Brazil’s regulated gambling industry is sounding the alarm. This comes after the Senate plenary approved a 15% tax on player deposits. Operators fear this move will push bettors toward unlicensed platforms. The tax was included in the Antifaction Bill, a wide-reaching measure aimed at strengthening penalties against criminal organisations. Senators passed the bill with a 64-0 vote. They have sent the text back to the Chamber of Deputies for further review before it reaches the president for final approval.
New CIDE-Bets Tax Expected to Raise BRL30 Billion
The newly created CIDE-Bets tax will direct revenue to the National Security Public Fund. Lawmakers estimate annual collections of around BRL30 billion (US$5.5 billion). The bill also revives the RERCT Litígio Zero Bets program. This program requires licensed operators to pay a 15% retroactive tax on gambling activity from 2018 to 2024. This is prior to the regulated market launching on 1 January 2025.

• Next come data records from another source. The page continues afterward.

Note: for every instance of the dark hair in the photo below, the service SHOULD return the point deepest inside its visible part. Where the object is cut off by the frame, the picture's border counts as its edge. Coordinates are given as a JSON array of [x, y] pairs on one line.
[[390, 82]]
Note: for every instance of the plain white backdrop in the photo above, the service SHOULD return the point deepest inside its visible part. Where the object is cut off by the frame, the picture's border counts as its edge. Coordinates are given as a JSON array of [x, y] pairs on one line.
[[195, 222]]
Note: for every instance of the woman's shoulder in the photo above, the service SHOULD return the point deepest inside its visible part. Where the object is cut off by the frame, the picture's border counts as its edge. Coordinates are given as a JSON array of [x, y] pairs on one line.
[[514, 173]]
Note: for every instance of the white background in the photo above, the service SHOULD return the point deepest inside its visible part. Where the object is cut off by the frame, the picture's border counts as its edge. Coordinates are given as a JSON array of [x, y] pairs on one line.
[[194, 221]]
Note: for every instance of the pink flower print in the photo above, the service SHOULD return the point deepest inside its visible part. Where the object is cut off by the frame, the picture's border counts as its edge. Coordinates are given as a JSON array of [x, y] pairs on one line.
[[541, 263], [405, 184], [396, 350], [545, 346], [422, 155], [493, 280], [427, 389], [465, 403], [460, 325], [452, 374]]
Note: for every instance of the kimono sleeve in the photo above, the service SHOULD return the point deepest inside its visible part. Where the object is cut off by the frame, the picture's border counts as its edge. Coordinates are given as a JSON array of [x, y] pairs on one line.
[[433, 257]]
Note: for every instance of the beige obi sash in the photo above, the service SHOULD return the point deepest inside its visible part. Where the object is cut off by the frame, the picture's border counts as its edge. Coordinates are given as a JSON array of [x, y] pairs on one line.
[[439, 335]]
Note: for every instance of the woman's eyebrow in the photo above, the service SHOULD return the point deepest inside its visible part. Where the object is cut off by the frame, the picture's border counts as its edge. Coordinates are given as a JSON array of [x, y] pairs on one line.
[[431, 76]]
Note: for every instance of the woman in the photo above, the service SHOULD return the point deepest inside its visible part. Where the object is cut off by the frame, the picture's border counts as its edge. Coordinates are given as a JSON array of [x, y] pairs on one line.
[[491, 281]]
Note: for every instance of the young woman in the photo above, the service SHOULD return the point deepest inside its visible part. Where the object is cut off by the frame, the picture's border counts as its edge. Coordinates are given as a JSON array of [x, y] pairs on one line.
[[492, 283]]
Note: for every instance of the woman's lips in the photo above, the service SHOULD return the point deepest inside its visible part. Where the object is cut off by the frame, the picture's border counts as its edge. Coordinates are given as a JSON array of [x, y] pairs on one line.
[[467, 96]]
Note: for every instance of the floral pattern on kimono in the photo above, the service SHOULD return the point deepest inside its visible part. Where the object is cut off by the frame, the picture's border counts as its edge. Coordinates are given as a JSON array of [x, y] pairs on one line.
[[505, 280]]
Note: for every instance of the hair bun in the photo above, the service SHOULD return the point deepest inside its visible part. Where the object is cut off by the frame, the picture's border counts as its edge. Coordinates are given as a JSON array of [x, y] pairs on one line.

Industry Says Deposit Tax Will Fuel Black Market
Regulated operators warn that taxing player deposits will drive consumers away from legal platforms. They will move into the arms of illegal sites. Colombia’s recent experience is frequently cited as a warning sign. Earlier this year, Colombia introduced a 19% VAT on player deposits. The country’s gaming trade body Fecoljuegos reported a 30% drop in online GGR within two months. According to the group, the tax made legal play more expensive. It pushed bettors toward unregulated sites that apply no fees or safeguards. Brazil’s own industry leaders believe the same pattern will unfold locally. The Brazilian Institute of Responsible Gaming (IBJR) estimates that as much as 51% of Brazil’s current market already operates illegally. The new tax will widen that gap further.
IBJR: “Direct Incentive to Migrate to the Illegal Market”
The IBJR warned that the 15% tax effectively reduces the value of every legal deposit. If a bettor deposits BRL100 on a licensed platform, only BRL85 becomes usable. Illegal operators, however, return the full amount. This gives them a sharp competitive edge. The group also argued that the government’s projection of BRL30 billion in annual revenue is unrealistic. The regulated sector’s current revenue sits around BRL36 billion. Therefore, it is mathematically impossible for the state to collect almost the entire value of the formal market. IBJR stated that such expectations “make formal economic activity unviable” and threaten the long-term sustainability of Brazil’s regulated ecosystem.
Gradual Tax Increase Bill Faces New Delays
Another tax proposal, PL 5,473/2025, is also encountering resistance. The bill aims to gradually raise the gambling tax rate from 12% to 15% in 2026 and 2027. It will reach 18% in 2028. Although the Economic Affairs Committee approved it, 19 senators submitted an appeal to send it to the plenary for additional scrutiny. The appeal met the required threshold, delaying its progress and reducing the likelihood of approval before the government recess later this month.
A Market at a Crossroads
Brazil’s regulated gambling industry entered 2025 with strong expectations for growth and consumer protection. However, the introduction of a deposit tax and the push for retrospective payments have generated significant uncertainty. Operators argue that these measures will strengthen the black market, weaken compliance-focused companies, and jeopardize the regulatory model the government worked to build. As lawmakers continue debating the Antifaction Bill and the gradual tax increase, the future direction of Brazil’s betting market remains in the balance.